Let's define the following variables:
- [HNO2]: Concentration of undissociated nitrous acid
- [H+]: Concentration of hydrogen ions (from dissociated nitrous acid)
- [NO2-]: Concentration of nitrite ions (from dissociated nitrous acid)
- Initial concentration of nitrous acid (HNO2): 0.200 mol/L
Given that the percent ionization is 5.8%, this means that 5.8% of the initial nitrous acid has dissociated. Therefore, the concentration of hydrogen ions and nitrite ions can also be calculated.
Percent ionization = (concentration of dissociated acid / initial concentration of acid) x 100
5.8% = ([H+] + [NO2-]) / 0.200 mol/L
Since nitrous acid is a monoprotic acid, for every 1 mol of HNO2 that dissociates, you will get 1 mol of H+ and 1 mol of NO2-. Therefore, [H+] and [NO2-] are equal.
Let x be the concentration of H+ and NO2-. Thus, x = [H+] = [NO2-].
Therefore, 5.8% = (2x) / 0.200 mol/L (using the fact that 2x represents the total concentration of the dissociated acid)
Now, let's solve for x:
0.058 = (2x) / 0.200
Cross-multiplying, we get:
0.058 * 0.200 = 2x
0.0116 = 2x
x = 0.0116 / 2
x = 0.0058 mol/L
Therefore, the concentration of hydrogen ions and nitrite ions at equilibrium is 0.0058 mol/L.

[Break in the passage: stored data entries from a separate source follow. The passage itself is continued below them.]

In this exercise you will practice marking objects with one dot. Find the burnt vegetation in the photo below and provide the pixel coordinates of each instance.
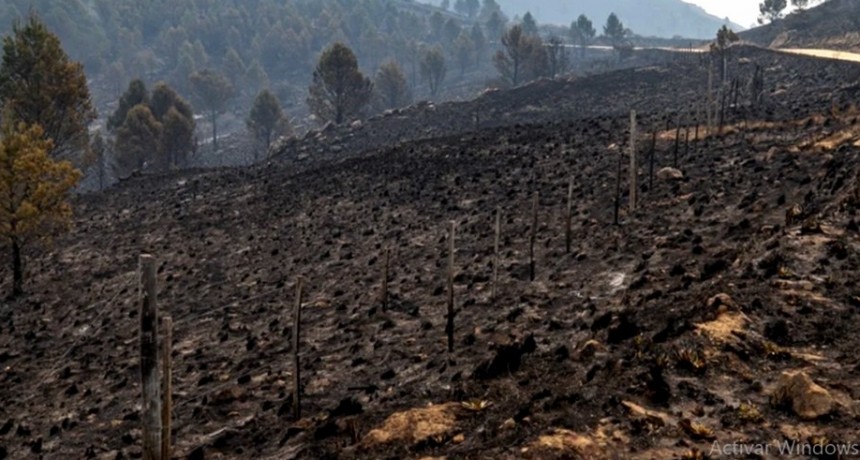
(466, 279)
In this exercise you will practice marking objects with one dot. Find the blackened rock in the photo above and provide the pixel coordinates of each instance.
(625, 329)
(506, 360)
(347, 406)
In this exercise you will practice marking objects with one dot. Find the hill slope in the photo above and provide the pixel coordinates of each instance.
(648, 340)
(831, 25)
(660, 18)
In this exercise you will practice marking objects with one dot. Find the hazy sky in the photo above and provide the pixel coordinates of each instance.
(743, 12)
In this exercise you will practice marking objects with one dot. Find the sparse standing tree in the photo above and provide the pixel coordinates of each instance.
(725, 37)
(582, 32)
(479, 41)
(177, 119)
(614, 30)
(135, 94)
(496, 25)
(138, 141)
(99, 149)
(468, 8)
(513, 60)
(339, 90)
(213, 92)
(264, 117)
(34, 191)
(463, 50)
(391, 86)
(557, 57)
(433, 69)
(771, 10)
(177, 138)
(40, 85)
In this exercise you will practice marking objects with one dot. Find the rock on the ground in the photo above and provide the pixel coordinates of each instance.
(806, 398)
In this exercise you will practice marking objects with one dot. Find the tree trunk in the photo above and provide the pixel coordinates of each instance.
(17, 269)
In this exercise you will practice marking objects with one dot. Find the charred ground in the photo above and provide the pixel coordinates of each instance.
(649, 340)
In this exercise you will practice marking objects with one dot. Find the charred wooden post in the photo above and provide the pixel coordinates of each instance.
(496, 253)
(569, 217)
(722, 109)
(449, 327)
(167, 391)
(618, 188)
(297, 381)
(533, 237)
(385, 269)
(710, 94)
(653, 153)
(687, 140)
(677, 141)
(150, 385)
(634, 169)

Now that we have the values of [H+] and [NO2-], we can calculate the value of Ka.
Ka = ([H+] * [NO2-]) / [HNO2]
Substituting the known values:
Ka = (0.0058 * 0.0058) / 0.200
Ka = 0.00003364 / 0.200
Ka = 0.0001682
So, the Ka of nitrous acid (HNO2) is approximately 0.0001682.